Considered in tandem with the mushrooming awards industry as a whole, it can be no surprise that telly futurologists are confidently predicting the eventual debut of shows with working titles such as Awards of the Day, dedicated to highlights of all that day’s awards action.

I would also like to see something like the Sports Awards Awards launched, dedicated to recognising outstanding achievements in the sporting awards industry.
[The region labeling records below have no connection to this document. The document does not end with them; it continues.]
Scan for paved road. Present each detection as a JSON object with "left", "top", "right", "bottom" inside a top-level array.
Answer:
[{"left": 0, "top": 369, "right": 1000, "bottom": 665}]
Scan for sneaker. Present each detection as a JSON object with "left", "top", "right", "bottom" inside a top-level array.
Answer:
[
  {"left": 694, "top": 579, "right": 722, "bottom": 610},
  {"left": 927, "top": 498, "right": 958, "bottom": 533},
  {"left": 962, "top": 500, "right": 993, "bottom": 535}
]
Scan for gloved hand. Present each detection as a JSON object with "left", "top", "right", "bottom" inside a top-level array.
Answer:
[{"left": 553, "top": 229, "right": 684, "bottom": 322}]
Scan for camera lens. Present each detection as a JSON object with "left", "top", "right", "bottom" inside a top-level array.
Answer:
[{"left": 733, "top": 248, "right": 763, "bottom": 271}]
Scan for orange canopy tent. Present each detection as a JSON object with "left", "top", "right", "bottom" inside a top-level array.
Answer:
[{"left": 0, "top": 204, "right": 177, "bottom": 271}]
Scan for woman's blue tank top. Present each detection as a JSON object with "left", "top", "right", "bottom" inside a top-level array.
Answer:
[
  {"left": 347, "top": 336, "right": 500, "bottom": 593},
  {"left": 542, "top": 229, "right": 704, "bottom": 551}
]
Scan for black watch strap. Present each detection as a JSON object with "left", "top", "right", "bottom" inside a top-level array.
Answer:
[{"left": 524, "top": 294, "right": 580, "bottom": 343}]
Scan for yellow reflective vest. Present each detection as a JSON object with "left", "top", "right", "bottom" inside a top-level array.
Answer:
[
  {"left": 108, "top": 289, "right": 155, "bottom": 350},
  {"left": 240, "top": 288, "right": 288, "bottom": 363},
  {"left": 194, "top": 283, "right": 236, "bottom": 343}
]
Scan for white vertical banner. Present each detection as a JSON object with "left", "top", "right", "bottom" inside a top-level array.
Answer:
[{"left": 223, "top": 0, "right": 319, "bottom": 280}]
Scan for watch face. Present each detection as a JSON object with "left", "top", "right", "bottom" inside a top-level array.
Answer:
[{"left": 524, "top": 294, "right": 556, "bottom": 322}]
This would be inspired by the Awards Awards, a genuine Noughties event which was held in some London hotel ballroom, and which celebrated excellence in the field of other events held in London hotel ballrooms.

Naturally, given that we live in a world where both Tony Blair and Paris Hilton have a clutch of humanitarian awards, sports awards must cultivate their own eccentricities in order to stand out among the throng.

Thus it is absolutely right that Roy Hodgson’s decision not to vote for either Cristiano Ronaldo or Lionel Messi for the Ballon d’Or is furiously analysed and derided by every true England supporter, as though it were a particularly off-colour joke about their wife. Nothing marks you out as unsporting so much as the belief that who the England manager voted for in the Ballon d’Or is a sublime irrelevance – akin to caring about Prince Edward’s view on relations between India and Pakistan.

Observing that you just can’t bring yourself to care about which way Hodgson voted would be like saying that Britain should give up its seat on the UN Security Council, because we haven’t been a serious world power for decades – or taking the view that we shouldn’t spend gazillions on nuclear weapons that we wouldn’t ever be allowed to use anyway unless the Americans told us to. Not to give a quarter of a toss about who Hodgson voted for may not technically be treason – yet – but it comes as near as dammit to accepting that England is in the geriatric home of international football, and doesn’t really know quite what it is doing any more.

Which is obviously absurd. We’ve still got it.

As for the Ballon d’Or voting breakdown in its entirety, it reads like a love letter to all sports which rely on human judges – which are, of course, the absolute best sports, unless you count the ones where you have to look at a clock to know how anyone competing in them is doing.

That neither Messi nor Ronaldo could bring themselves to acknowledge that the other one has been playing fairly well this year only adds to the gravitas of the poll, to which even more dementedly serious statistical scrutiny should be applied. Were that possible.

Having said all that, a certain unease makes me wonder whether the experts are wrong, and we have actually reached peak sporting award (I’m sure we’ve certainly reached peak describing-things-as-peak, so my apologies for that styling). Watching the Sports Personality of the Year last month, the video packages seemed to have become so insanely over-produced and light on actual action that it was difficult to escape the conclusion that sport is now just the raw material – the rushes, if you like – for the real virtuosos: the makers of montages.

Then again, perhaps this sort of naysaying could be headed off by simply creating further awards. Let the Montage d’Or category be added to the roster of at least one gala event, and we need say no more about it. The show – all of the shows – must go on.